For more computer-based titling software power, there is Inscriber Technology’s Inscriber CG/Feature Pak with Motion Pak. This $1,495 titling software package supports 250 different fonts, in addition to TrueType Fonts. It also supports font sizes from 5-999 scan lines, 16,700,000 background and font colors, effects such as outline, underline, box, drop shadow, and transparency. Inscriber CG also does superimposition, fade-in and out, and motion path animation. You’ll need a Pentium 166 to run this software, but you’ll have nearly unlimited titling power.
Compix Media makes Video CG Pro, a $1,850 computer-based Windows 3.1 and 95 titling program with an expansion card. This titling package lets you use all TrueType fonts and sizes in 32,768 colors. It supports outline, underline, boxes, drop shadow, transparency, superimposition, eight scroll and crawl speeds, fade-in and out and genlock.
These seemingly expensive character generators are just the tip of the iceberg when it comes to titlers. Some of the professional models have more features available, but these titlers can cost as much as a new sports car.

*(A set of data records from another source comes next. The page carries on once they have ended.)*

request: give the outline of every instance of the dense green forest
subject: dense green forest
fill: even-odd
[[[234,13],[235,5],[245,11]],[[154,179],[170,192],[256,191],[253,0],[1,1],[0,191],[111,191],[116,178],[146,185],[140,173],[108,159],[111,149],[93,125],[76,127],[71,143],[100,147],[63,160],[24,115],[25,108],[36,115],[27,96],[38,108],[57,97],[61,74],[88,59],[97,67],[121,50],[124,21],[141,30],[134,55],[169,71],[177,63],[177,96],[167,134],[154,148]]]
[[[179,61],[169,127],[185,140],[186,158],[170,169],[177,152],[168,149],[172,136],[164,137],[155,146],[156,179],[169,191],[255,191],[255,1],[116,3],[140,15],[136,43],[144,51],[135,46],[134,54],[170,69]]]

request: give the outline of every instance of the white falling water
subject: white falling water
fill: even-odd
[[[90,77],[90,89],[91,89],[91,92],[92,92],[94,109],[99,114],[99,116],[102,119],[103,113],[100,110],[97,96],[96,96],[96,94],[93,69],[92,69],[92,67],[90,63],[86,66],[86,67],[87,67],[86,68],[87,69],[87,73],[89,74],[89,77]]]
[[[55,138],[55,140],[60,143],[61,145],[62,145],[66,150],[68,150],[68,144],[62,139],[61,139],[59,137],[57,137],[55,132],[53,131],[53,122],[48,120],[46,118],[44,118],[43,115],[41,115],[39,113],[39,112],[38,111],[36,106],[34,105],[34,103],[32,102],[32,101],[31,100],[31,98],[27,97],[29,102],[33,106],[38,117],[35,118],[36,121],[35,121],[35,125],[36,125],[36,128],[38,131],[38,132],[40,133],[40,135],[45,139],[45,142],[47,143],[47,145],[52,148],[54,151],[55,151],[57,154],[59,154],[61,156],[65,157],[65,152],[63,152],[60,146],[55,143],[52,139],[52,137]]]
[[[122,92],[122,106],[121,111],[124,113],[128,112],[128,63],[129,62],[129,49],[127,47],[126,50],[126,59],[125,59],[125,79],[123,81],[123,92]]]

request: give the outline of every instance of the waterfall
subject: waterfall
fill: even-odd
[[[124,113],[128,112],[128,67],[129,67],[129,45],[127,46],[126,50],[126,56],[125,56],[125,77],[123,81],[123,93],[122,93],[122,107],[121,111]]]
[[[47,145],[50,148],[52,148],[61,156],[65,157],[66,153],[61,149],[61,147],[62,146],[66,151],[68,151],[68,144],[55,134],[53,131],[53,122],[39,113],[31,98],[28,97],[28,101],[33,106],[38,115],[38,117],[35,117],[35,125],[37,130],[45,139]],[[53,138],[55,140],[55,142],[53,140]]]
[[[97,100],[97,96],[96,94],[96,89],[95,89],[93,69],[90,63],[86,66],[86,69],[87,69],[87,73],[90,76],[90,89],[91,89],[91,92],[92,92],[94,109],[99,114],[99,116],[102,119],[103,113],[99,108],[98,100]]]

For instance, Chyron sells their Infinit titler for the low, low price of $64,000. For this small sum, your titler supports unlimited fonts, font sizes ranging from 0 to 900 scan lines, 16,700,000 colors, and every effect known to titlers. This is a great titler if you have $64,000 laying around the house.
Titlers range from simple four-color affairs that can barely generate a blocky piece of text, to expensive computer-controlled devices that can turn a PC into a text-based cable TV station. There are also a variety of newer 3D titling software packages that offer advanced features like anti-aliasing, which will fill in the "jaggies" that are often left on the rounded edged of computer-created text. Use the buyer’s guide grid to find the right titling software for your needs, and get those words onto the screen.